When store_endpoint_url is empty, S3 operations fall back to runtime endpoint configuration from STACPKG_S3_ENDPOINT_<BUCKET>, STACPKG_S3_ENDPOINTS_JSON, AWS_ENDPOINT_URL, or AWS_ENDPOINT.

STAC Mapping

items enrich writes lock size facts back to STAC Assets using the STAC File Info extension:

Asset lock STAC Asset field
size_bytes file:size

The active lock does not write checksum facts back to STAC metadata. Planned checksum support will extend this mapping with file_checksum to file:checksum after checksum facts become part of the asset-lock schema.

When items enrich --alternate-key is used, reconstructed hrefs are written through the STAC Alternate Assets extension. If alternate hrefs are a mapped view of existing lock locations, create that mapped lock first with asset-lock relocate --dry-run, then pass it to items enrich.

References:

Validation

asset-lock validate compares a lock row with the current asset at its structured location.

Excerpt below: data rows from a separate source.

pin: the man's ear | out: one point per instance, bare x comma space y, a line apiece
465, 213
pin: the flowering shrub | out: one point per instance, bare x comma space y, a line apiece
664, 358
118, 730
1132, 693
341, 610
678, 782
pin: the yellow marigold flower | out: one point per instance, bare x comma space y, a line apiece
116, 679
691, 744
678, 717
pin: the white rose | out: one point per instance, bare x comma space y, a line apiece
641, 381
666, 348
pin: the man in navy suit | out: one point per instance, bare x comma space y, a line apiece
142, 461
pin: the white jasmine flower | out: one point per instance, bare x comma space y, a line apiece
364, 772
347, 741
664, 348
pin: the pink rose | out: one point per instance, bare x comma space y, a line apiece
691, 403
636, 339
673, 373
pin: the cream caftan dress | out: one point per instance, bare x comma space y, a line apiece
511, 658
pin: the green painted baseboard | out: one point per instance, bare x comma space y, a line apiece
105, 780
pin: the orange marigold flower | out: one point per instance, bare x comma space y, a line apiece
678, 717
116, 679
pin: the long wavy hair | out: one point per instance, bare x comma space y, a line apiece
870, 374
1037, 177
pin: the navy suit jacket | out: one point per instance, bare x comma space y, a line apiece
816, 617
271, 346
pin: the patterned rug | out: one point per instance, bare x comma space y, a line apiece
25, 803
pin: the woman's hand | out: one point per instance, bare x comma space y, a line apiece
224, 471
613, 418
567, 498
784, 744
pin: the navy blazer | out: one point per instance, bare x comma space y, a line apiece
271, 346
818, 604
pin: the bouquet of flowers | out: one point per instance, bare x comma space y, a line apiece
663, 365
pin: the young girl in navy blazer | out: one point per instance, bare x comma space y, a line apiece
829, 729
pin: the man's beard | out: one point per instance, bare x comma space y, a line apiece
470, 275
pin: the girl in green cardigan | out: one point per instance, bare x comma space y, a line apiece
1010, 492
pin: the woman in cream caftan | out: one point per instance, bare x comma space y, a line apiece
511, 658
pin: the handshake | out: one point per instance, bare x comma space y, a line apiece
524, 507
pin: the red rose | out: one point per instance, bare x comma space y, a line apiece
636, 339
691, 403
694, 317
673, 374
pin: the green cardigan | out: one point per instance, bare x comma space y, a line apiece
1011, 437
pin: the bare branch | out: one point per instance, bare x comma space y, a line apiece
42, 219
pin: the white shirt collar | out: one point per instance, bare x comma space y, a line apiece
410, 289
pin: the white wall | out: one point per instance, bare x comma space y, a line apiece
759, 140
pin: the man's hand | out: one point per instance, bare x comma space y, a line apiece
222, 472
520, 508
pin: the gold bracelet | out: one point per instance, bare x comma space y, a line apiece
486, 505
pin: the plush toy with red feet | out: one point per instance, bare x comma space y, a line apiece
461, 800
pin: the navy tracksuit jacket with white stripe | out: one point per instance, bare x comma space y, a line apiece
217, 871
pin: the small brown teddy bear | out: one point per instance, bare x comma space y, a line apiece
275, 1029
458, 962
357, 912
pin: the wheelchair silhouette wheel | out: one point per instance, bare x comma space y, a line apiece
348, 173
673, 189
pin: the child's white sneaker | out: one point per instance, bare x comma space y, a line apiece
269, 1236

It validates against assets.lock; upload and download transfer correctness remains the responsibility of the object-store library.

Validation compares size_bytes, etag, and last_modified when those facts are locked and the backend reports comparable current values. A missing nullable fact is skipped.

ETag Handling

etag is stored as a backend object validator. It is not treated as a portable file checksum. S3 multipart ETags and weak HTTP ETags are validators with store-specific meaning, so byte-level checksum semantics are deferred.